Sempre acreditei na união de forças para atingir um fim. E em formações objetivas e eficazes! Assim, a APENO promove desde o seu início, o “Encontro Nacional dos Profissionais de Enoturismo”, um evento que, tal como o próprio nome indica, reúne os profissionais da área do Enoturismo para se encontrarem, conversarem, trocarem experiências e aprenderem o que se está a fazer, como fazer e quais as tendências mundiais. Nestes encontros, onde são sempre convidadas personalidades que são referências nesta matéria, debatem-se sempre assuntos pertinentes, sendo a estruturação da oferta um dos temas mais importantes, promovem-se workshops e mesas redondas para ensinar e debater essa questão. A APENO fez recentemente, também, uma parceria com a Associação Portuguesa de Agências de Viagens e Turismo (APAVT) e espera organizar ainda mais atividades do género.
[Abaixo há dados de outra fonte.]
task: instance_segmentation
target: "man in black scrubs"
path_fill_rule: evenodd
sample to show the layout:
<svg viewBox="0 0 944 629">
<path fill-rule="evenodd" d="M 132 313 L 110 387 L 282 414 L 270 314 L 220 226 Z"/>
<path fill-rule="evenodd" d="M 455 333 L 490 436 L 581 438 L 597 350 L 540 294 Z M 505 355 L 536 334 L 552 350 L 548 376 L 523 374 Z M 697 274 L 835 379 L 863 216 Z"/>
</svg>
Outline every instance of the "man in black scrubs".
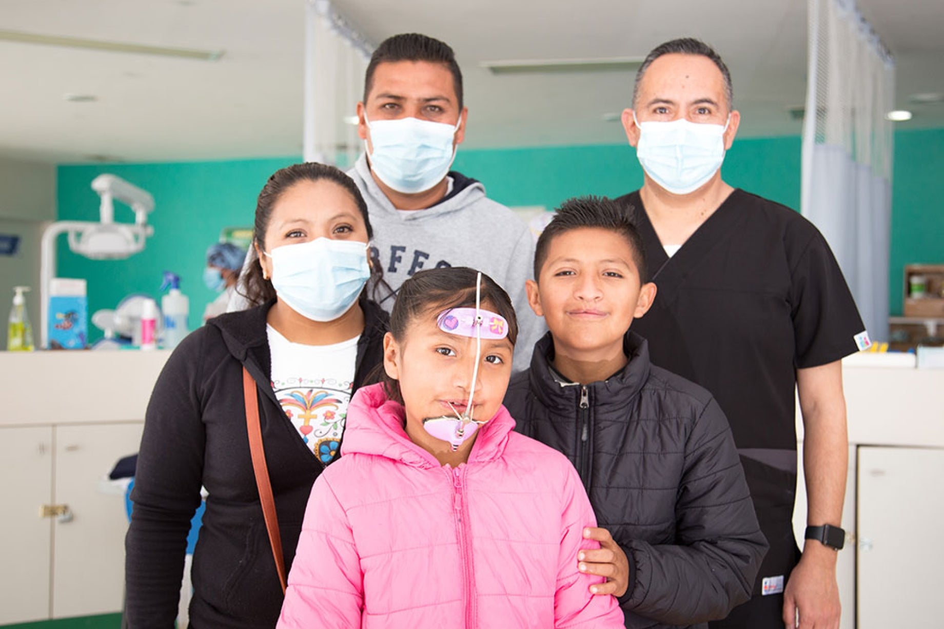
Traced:
<svg viewBox="0 0 944 629">
<path fill-rule="evenodd" d="M 796 212 L 721 179 L 737 133 L 731 76 L 696 40 L 655 48 L 622 122 L 646 173 L 633 212 L 659 288 L 633 324 L 652 362 L 711 391 L 731 422 L 770 551 L 753 598 L 713 627 L 837 627 L 848 465 L 840 360 L 868 335 L 829 246 Z M 794 392 L 804 429 L 807 537 L 791 525 Z M 813 541 L 812 539 L 816 539 Z M 799 561 L 799 563 L 798 563 Z"/>
</svg>

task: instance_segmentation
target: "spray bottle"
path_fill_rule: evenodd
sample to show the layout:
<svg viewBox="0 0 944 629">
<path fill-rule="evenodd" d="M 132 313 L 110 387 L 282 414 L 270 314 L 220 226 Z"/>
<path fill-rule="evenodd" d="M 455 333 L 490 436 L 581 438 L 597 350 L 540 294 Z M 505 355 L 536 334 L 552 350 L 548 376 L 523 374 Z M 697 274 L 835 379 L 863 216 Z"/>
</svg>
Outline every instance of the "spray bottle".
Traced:
<svg viewBox="0 0 944 629">
<path fill-rule="evenodd" d="M 160 298 L 160 310 L 164 314 L 164 336 L 162 347 L 173 349 L 187 335 L 187 316 L 190 314 L 190 299 L 180 292 L 180 276 L 164 271 L 164 282 L 160 290 L 170 288 Z"/>
<path fill-rule="evenodd" d="M 9 328 L 7 332 L 7 349 L 8 351 L 33 350 L 33 327 L 29 325 L 26 314 L 26 300 L 23 294 L 29 286 L 13 287 L 13 307 L 9 309 Z"/>
</svg>

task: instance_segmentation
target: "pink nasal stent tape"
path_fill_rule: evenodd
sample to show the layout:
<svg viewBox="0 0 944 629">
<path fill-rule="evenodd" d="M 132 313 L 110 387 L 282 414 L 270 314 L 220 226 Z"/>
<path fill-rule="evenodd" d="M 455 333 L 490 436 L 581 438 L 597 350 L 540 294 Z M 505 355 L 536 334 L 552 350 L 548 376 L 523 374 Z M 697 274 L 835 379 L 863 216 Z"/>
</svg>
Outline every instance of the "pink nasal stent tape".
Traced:
<svg viewBox="0 0 944 629">
<path fill-rule="evenodd" d="M 475 419 L 469 414 L 472 412 L 472 397 L 475 394 L 475 383 L 479 378 L 479 362 L 481 360 L 481 339 L 497 340 L 508 336 L 508 321 L 500 314 L 482 310 L 481 305 L 481 273 L 476 279 L 475 308 L 451 308 L 443 311 L 436 317 L 436 324 L 443 332 L 459 336 L 468 336 L 476 339 L 475 367 L 472 369 L 472 382 L 469 385 L 469 400 L 465 410 L 461 415 L 455 408 L 452 412 L 456 416 L 442 416 L 429 417 L 423 420 L 426 432 L 452 446 L 452 451 L 468 440 L 479 426 L 485 423 L 484 419 Z M 452 406 L 451 404 L 449 406 Z"/>
</svg>

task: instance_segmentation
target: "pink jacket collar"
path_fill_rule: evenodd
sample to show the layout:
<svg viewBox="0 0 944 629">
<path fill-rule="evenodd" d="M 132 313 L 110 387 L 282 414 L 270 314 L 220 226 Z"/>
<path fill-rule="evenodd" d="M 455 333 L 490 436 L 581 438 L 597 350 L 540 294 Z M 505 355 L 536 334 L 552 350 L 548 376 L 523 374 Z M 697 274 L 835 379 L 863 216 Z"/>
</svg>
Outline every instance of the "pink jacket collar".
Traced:
<svg viewBox="0 0 944 629">
<path fill-rule="evenodd" d="M 362 386 L 347 406 L 342 455 L 361 452 L 385 456 L 415 468 L 438 468 L 439 461 L 407 436 L 403 406 L 387 399 L 382 384 Z M 504 406 L 479 429 L 469 463 L 484 463 L 501 456 L 514 419 Z"/>
</svg>

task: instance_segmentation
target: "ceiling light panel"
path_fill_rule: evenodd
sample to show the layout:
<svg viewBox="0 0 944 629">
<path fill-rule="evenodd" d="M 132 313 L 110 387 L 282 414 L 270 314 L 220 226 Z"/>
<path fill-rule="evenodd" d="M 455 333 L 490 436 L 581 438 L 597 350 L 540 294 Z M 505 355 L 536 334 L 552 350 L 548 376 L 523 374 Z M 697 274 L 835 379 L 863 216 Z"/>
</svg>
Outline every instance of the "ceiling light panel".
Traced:
<svg viewBox="0 0 944 629">
<path fill-rule="evenodd" d="M 140 43 L 89 40 L 80 37 L 64 37 L 61 35 L 42 35 L 41 33 L 26 33 L 18 30 L 5 29 L 0 29 L 0 42 L 34 43 L 47 46 L 80 48 L 83 50 L 99 50 L 103 52 L 127 53 L 134 55 L 153 55 L 157 57 L 190 59 L 201 61 L 216 61 L 223 57 L 224 54 L 223 50 L 196 50 L 194 48 L 149 46 Z"/>
<path fill-rule="evenodd" d="M 608 59 L 548 59 L 482 61 L 480 65 L 494 75 L 566 74 L 575 72 L 635 72 L 642 65 L 638 57 Z"/>
</svg>

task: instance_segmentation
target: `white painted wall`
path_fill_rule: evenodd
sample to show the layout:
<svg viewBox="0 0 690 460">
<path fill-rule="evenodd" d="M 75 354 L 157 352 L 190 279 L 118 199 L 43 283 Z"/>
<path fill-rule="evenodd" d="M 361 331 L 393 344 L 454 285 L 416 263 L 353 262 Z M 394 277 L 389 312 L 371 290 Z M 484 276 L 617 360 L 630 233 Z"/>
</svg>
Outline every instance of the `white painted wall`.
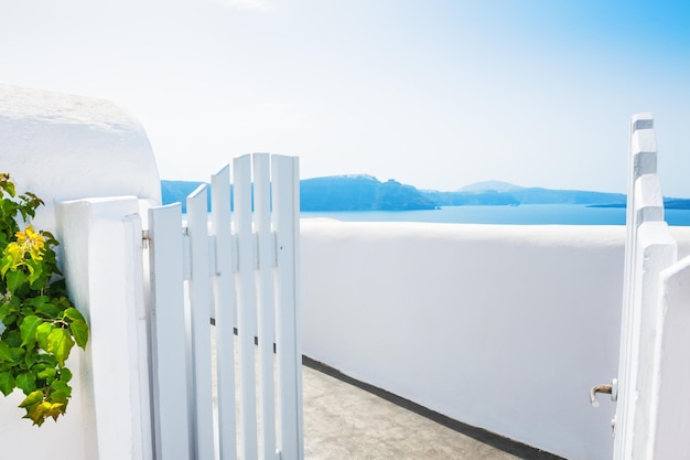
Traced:
<svg viewBox="0 0 690 460">
<path fill-rule="evenodd" d="M 303 220 L 303 352 L 569 459 L 612 456 L 625 227 Z M 673 228 L 682 256 L 690 228 Z"/>
<path fill-rule="evenodd" d="M 54 206 L 84 197 L 161 201 L 141 124 L 111 101 L 0 84 L 0 171 L 45 201 L 35 224 L 55 229 Z"/>
</svg>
Esta falta de organização está do lado dos produtores de vinho, agentes do Enoturismo ou também existe uma inexistente coordenação por parte das entidades responsáveis pela promoção do Enoturismo a nível interno e externo?
Obviamente a culpa nunca é só de um lado. É como tudo, há empresas que trabalham bem e entidades que trabalham bem, dentro das suas possibilidades, mas depois também há empresas e entidades que trabalham mal.
A ideia é, pelo menos, conseguir um equilíbrio entre as partes para podermos alcançar objetivos e trabalhar cada vez melhor. No entanto, digo sempre que quem está no terreno é sem dúvida quem conhece melhor, tem uma profunda noção da realidade, e as entidades têm de saber ouvir e tentar agir na resolução dos problemas existentes.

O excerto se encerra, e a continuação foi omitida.